Court Opinion

ID: 8042204
Source: CourtListenerOpinion
Date Created: 2022-09-09 03:41:31.976476+00
Date Added: 2024-06-11T16:37:19.396620
License: Public Domain

Norcross, C. J.,
dissenting:
While the question is not altogether free from doubt, nevertheless, when a liberal construction is applied to the provisions of the statute governing appeals (Rev. Laws, 5358), the facts disclosed by the certificate of the trial judge and the affidavits of respective counsel, filed in pursuance of the order for diminution of the record, will justify, in my judgment, a holding that the paper denominated a “Memorandum of Errors,” and filed and served as such under Rev. Laws, 5322, may also be regarded as a bill of exceptions under Rev. Laws, 5343.
Counsel for defendant and appellant in this case, *102instead of filing and serving a mere memorandum of errors, and relying upon the minutes of the court and the reporter’s notes to support the same, obtained numerous extensions of time for the preparation and service of such memorandum until the reporter could make a transcript of the testimony, whereupon he prepared a document of seventy-eight typewritten pages, setting out at length the proceedings of the court relating to each ruling excepted to with reference to the pages of the transcript of the reporter’s notes of the proceedings.
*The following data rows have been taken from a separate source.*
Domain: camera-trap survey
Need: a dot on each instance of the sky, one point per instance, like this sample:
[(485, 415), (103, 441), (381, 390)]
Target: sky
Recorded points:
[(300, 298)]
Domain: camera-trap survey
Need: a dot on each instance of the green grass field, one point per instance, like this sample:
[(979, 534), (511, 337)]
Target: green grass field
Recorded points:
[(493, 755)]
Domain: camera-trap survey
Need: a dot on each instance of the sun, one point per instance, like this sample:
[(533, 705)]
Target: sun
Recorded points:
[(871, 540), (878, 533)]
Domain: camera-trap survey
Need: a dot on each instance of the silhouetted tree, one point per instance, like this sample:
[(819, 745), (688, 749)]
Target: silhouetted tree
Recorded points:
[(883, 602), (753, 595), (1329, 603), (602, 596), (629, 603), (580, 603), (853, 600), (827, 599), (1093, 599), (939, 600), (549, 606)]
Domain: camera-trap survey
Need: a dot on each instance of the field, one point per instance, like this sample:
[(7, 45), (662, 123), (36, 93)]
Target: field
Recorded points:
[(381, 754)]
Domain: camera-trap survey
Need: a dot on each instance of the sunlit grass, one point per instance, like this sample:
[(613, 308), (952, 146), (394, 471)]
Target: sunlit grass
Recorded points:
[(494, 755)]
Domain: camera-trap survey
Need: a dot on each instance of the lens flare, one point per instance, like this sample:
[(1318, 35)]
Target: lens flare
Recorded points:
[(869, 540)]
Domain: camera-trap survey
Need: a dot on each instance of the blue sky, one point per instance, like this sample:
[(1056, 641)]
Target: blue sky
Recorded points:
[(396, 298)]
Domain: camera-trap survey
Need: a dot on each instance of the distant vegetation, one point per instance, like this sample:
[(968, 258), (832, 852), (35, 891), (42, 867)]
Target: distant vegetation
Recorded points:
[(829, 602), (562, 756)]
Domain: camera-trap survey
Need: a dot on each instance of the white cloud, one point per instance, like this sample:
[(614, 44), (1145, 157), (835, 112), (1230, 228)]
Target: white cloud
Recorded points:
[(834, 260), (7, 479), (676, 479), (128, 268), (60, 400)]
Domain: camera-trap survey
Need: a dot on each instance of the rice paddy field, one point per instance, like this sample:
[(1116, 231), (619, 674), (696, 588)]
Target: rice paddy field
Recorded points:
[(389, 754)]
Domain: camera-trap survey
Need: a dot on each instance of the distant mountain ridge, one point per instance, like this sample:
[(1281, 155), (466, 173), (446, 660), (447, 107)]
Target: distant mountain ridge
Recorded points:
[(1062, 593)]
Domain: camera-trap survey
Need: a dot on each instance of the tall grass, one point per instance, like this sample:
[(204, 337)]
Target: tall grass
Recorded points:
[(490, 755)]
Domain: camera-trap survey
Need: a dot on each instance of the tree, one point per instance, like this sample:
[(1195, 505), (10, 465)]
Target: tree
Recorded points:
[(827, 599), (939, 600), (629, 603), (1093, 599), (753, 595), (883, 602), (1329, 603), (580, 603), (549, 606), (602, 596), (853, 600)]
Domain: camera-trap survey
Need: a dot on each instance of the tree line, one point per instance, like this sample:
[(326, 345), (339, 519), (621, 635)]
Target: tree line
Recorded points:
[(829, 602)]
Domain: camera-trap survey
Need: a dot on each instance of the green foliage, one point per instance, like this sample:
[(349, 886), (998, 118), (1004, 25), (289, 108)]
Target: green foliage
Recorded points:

In both form and substance it was a proposed bill of exceptions, and it contained a blank form for the judge’s allowance.
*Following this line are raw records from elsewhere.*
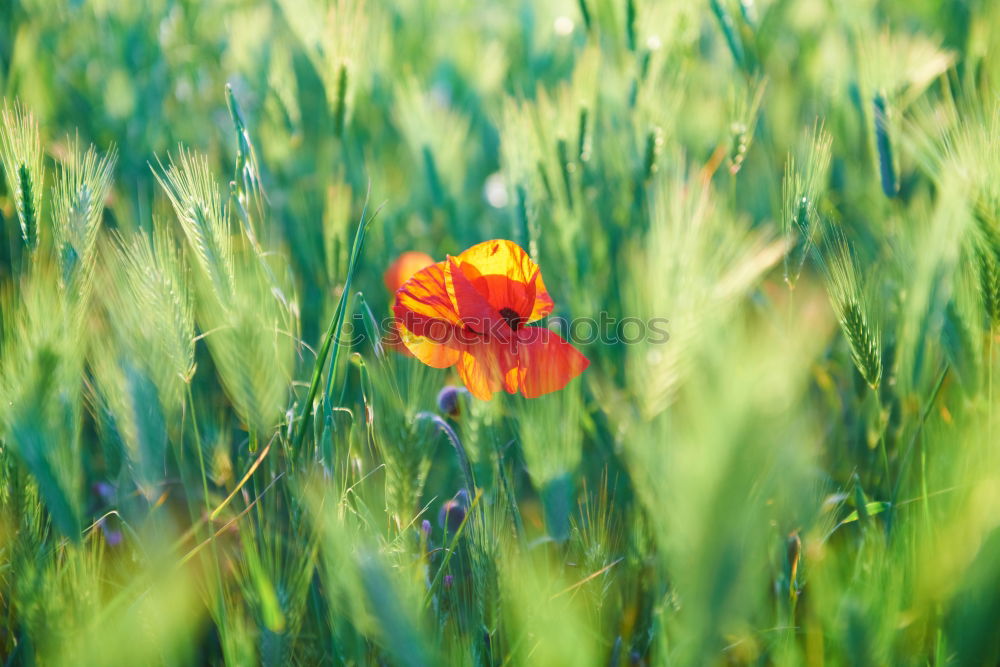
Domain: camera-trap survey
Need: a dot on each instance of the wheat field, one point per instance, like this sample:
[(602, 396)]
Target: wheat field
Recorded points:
[(281, 381)]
It appears from the reporter’s, notes of the proceedings that upon the day of the hearing of the motion for a new trial, and just prior to the presentation of such motion, counsel for defendant informed the court that no amendments had been filed to “this bill of exceptions,” and requested the judge to “allow and settle the bill of exceptions,” to which request counsel for plaintiff interposed no objection, but merely stated, “I have never made any amendments, any memorandum of errors, Mr. Platt is having filed.” Whereupon the judge signed the appended certificate, “The within and above exceptions, and each and all of them, are hereby and herewith allowed.”
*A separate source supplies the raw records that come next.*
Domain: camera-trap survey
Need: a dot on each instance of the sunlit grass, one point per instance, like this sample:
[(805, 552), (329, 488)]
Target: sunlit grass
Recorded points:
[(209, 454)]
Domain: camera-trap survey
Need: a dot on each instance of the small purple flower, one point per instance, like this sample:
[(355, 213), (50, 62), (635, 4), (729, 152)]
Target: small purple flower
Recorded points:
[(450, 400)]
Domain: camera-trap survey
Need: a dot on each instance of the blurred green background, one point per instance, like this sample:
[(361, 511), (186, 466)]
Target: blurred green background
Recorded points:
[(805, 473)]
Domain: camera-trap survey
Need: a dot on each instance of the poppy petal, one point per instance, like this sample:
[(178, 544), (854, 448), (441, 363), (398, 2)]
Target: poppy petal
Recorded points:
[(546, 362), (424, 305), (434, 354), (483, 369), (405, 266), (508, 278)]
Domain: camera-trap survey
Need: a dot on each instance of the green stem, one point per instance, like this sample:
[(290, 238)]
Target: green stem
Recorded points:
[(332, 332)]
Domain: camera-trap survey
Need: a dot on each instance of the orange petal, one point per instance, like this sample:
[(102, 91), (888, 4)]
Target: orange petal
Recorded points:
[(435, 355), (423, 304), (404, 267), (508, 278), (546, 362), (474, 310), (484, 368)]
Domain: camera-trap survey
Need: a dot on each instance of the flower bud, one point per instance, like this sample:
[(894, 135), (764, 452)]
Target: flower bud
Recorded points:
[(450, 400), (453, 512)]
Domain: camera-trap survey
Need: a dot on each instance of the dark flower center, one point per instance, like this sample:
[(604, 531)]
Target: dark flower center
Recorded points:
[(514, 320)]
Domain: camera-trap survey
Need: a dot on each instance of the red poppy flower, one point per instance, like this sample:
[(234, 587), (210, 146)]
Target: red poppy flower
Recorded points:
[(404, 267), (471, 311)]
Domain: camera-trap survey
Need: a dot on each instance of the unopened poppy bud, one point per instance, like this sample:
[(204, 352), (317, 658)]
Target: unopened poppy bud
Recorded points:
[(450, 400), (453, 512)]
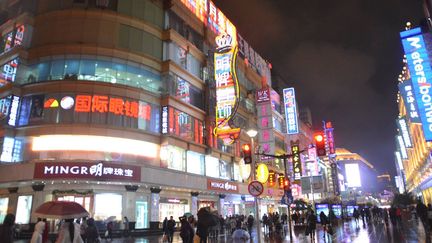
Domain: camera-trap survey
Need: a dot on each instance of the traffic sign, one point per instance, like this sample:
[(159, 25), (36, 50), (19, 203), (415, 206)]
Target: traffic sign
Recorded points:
[(255, 188)]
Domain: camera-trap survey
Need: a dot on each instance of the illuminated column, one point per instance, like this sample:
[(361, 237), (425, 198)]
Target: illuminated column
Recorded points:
[(38, 198), (194, 203), (221, 204), (154, 208), (129, 202), (242, 205)]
This brings us to a consideration of the question whether we now have in fact and in law a bill of exceptions within the provisions of section 401 of the practice act (Rev. Laws, 5343). In my judgment, there has been a substantial compliance with the provisions of the section. In form and substance a proposed bill of exceptions, embodying “sufficient facts to show the point of pertinency of the exceptions taken,” was presented to the judge “during the progress of the cause, * * * after judgment” in the presence of the attorney for the opposing party, and the same was signed *103by the judge, allowing each and all of the exceptions thus embodied. The statute makes such bill of exceptions “a part of the record,” and gives to an aggrieved party a right of appeal, not only from the judgment, but “any appealable order without further statement.”
The fact that the certificate of the trial judge, recently filed in pursuance of the order for diminution of the record, recites that “said memorandum of errors was never settled as a bill of exceptions under section 5343” is, I think, immaterial. (37 Nev. 470, 472, 143 Pac. 119.) What purpose the judge may have had in mind could not affect the fact that he did allow the exceptions. He could not have intended to allow and settle this memorandum of errors “for the hearing of the motion for a new trial” without intending to “sign the same as the truth of the case may be.” For the purposes of the motion for a new trial no such settlement or signing of the same by the judge was required.
The case of Peterson v. Pittsburg Silver Peak G. M. Co., 37 Nev. 117, 140 Pac. 519, is, I think, conclusive upon the merits of the case.